埼玉奥地にある「100万円の古民家」の2階で作業していると、アホな上司ことYoshioの声がした。しきりに私を呼んでいる。

なんやなんやと外に飛び出していくと、興奮した面持ちで彼は言った。


「ついにジョウロ4つを使っての永久機関が完成したよ!」


・絶対に無理なやつ

“ジョウロ4つの永久機関” といえば、ついこの間、砂子間が実験して失敗したやつ。何をやってもダメだったと。

そもそも冷静に考えれば、物理学的に成功するわけがない。それを成功しただなんて……Yoshioは本当にアホなんだな……


──と思いきや!!!!!!


で、できとるやん……!


永久機関なっとるやん……!


本当に成功しとるやん!!!!


これヤバイって! ノーベル物理学賞まったなしだって! 歴史に名が刻まれるレべルの大発見だって!!



よく「バカと天才は紙一重」と言うが、アホと天才も紙一重なのかも……と感心してたら、Yoshioがニコニコ面でこう言った。


「それでは、たねあかしします!」


──た、種明かし?


「真上からご覧ください」


──えっなにこれ! ジョウロの中に、露天足湯でも使った「バスポンプ」が入っとる!


つまり……


「水を汲み上げて、水を出して × 4」ってこと!? でもこのバスポンプ、バッテリー式じゃなくてコンセントが必要なタイプなんだけど……


「落ち葉で隠しております」

──なんと、紅葉シーズンが終わりかけた “イチョウの葉っぱが落ちてくる時期” を狙って、実に違和感なくコードを隠していたのである!


さらに!


Yoshioが座っていた収納ボックスの中にはポータブル電源とマルチタップ、そして、バスポンプのACアダプタが4つも入っているではないか!

なんという詐欺師!!

……というか、マジシャンみたいな道具の使い方だなこれ。
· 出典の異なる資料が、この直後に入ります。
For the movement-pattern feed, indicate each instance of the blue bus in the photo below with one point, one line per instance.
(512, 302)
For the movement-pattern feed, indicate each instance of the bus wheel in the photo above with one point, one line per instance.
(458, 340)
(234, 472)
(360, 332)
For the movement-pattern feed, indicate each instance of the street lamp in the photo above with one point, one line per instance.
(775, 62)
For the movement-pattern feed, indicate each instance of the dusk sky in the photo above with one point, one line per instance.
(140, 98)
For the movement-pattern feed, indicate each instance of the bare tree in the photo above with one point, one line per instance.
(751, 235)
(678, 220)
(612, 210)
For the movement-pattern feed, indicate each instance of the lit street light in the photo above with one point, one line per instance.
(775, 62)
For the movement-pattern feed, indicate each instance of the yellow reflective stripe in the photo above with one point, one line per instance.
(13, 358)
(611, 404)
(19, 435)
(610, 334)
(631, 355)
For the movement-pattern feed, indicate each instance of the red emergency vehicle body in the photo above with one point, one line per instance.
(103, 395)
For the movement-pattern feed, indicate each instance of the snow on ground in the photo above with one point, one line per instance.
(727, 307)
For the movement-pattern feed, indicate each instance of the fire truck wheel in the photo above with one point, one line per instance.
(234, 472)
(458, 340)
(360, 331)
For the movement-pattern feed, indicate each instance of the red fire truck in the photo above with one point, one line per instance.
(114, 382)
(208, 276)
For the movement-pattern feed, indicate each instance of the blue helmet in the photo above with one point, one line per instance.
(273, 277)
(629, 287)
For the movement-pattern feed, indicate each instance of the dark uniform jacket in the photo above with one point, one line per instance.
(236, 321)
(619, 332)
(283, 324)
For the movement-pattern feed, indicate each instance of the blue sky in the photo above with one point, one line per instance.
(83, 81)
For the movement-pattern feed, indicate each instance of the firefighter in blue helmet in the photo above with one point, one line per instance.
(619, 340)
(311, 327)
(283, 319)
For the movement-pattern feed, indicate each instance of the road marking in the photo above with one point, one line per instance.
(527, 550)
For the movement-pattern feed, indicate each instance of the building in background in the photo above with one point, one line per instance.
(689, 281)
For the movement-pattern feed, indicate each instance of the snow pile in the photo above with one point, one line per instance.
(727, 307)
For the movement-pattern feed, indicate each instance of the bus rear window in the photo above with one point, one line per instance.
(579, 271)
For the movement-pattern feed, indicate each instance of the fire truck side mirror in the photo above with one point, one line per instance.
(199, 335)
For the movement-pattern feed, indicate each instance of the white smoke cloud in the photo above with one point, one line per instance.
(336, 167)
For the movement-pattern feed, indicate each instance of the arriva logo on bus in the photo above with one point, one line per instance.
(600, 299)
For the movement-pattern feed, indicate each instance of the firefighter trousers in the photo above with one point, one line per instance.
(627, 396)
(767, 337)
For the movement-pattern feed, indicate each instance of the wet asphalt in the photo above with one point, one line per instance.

Yoshio、なにげに手品師としての素質あるのかも?



──てな感じで、“ジョウロ4つの永久機関” は、中にバスポンプを仕込めば再現できるという結論になった。

ちなみにこのポータブル電源はソーラーパネルで充電しているので、壊れない限りは永遠に電気を生み出し、バスポンプも稼働し続ける……ということになる。


ということは、ある意味、“ジョウロ4つの永久機関” は完成している?


アホな上司ことYoshio、やはり実は天才なのかも……。